You can also opt for the especial version of the Chinese-Peruvian fried-rice dish called chaufa, which contains all the aforementioned proteins. The mound Aji Limon serves you has every oil-slicked grain touched by soy, beaten egg and a hint of smoky wok magic; a thimble of razor-sliced pickled daikon sits on the side, ready to refresh your palate. The daikon reappears as the accompaniment for the chicharrón de pollo estilo chifa, deep-fried chicken strips marinated to a gnarled and almost-smoky mahogany sweetness. Shaoxing rice wine lurks somewhere in that marinade, but there’s definitely soy sauce, leaving no doubt of its Chinese roots even if you ignore the five-spice powder in its lemon-juice dipping sauce. Meanwhile, pescado a vapor is an abridged version of the whole-steamed-fish platters that serve as a climax at Chinese wedding banquets. Aji Limon serves its rendition as a smaller, boneless fillet scalded by a cauterizing pour of hot oil and soy sauce, garnished with slivered ginger and scallions as aromatics.

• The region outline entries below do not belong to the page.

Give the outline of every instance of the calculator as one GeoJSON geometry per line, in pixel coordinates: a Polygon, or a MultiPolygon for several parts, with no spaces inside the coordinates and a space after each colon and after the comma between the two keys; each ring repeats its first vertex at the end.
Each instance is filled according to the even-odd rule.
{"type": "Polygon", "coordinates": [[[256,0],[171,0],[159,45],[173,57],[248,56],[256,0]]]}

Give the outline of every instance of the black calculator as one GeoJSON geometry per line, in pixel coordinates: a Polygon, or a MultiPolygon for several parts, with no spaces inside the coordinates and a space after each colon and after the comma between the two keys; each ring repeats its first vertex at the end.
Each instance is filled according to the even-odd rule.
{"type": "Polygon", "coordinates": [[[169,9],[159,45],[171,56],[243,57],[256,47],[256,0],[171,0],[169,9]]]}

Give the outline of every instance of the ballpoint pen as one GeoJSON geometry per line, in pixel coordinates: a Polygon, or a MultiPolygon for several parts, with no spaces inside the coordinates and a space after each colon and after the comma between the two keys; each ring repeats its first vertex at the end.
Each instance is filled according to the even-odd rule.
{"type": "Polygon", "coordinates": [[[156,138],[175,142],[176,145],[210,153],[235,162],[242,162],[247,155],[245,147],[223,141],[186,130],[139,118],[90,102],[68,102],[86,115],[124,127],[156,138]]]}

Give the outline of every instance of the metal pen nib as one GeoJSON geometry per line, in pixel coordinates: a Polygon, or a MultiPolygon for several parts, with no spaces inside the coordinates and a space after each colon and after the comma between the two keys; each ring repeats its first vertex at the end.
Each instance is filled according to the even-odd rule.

Other dishes, such as the sweet-and-sour-like pollo ti pa kai, are Chinese in the same way Panda Express’ orange chicken is. But just like its American cousin, it’s mysteriously addicting: Chicken meat, chopped up and reformed into bouncy, deep-fried balls, are joined by crispy wonton skins to swim in a tamarind-soured sauce so brightly tinted with red food coloring it burns retinas.
The rest of the menu is a representative run-through of dependable Peruvian staples such as the fried seafood mountain called jalea, ceviches of every conceivable stripe, and an appetizer called causa, a sublime, cold-served dome of mashed potatoes holding back a mayo-dressed shredded-chicken filling. Sopa a la minuta, a Peruvian creole dish I’ve not seen anywhere but here, is made with chopped beef, angel-hair noodles, milk, aji panca and a fried egg dropped into the caramel-colored soup, followed closely by a piece of toast that floats on the surface, suggesting a French-onion-soup kind of inspiration.
And then, of course, there’s Aji Limon’s saltado, a rendition that immediately distinguishes itself from its competitors by the made-from-scratch fries. You can see the difference in the extra effort. The fried-potato spears take on a special luminescence, the crispy yellow exterior slightly porous and well-equipped to soak up the pooling sauce not already absorbed by the rice. This is a saltado against which to measure all others, an extraordinary amalgamation of the Chinese and the Latino only the hot crucible of a wok can forge—neither too soupy nor too greasy, every bit the diplomatic ambassador of chifa cuisine to OC as the restaurant is its temple.
Aji Limon, 7035 Lincoln Ave., Buena Park, (714) 229-1500; ajilimon.com. Open Sun.-Thurs., 11 a.m.-8 p.m.; Fri.-Sat., 11 a.m.-9 p.m. Entrées, $8.75-$13.85.
This review appeared in print as “The Champion of Chifa: Aji Limon just might be the county’s first restaurant to specialize in Peruvian-Chinese food—and that’s a good thing.”
Edwin Goei was born on the island of Java, grew up in La Habra, studied in Irvine, and eats everywhere. Before becoming an award-winning restaurant critic for OC Weekly in 2007, he went by the alias “elmomonster” on his blog Monster Munching, in which he once wrote a whole review in haiku.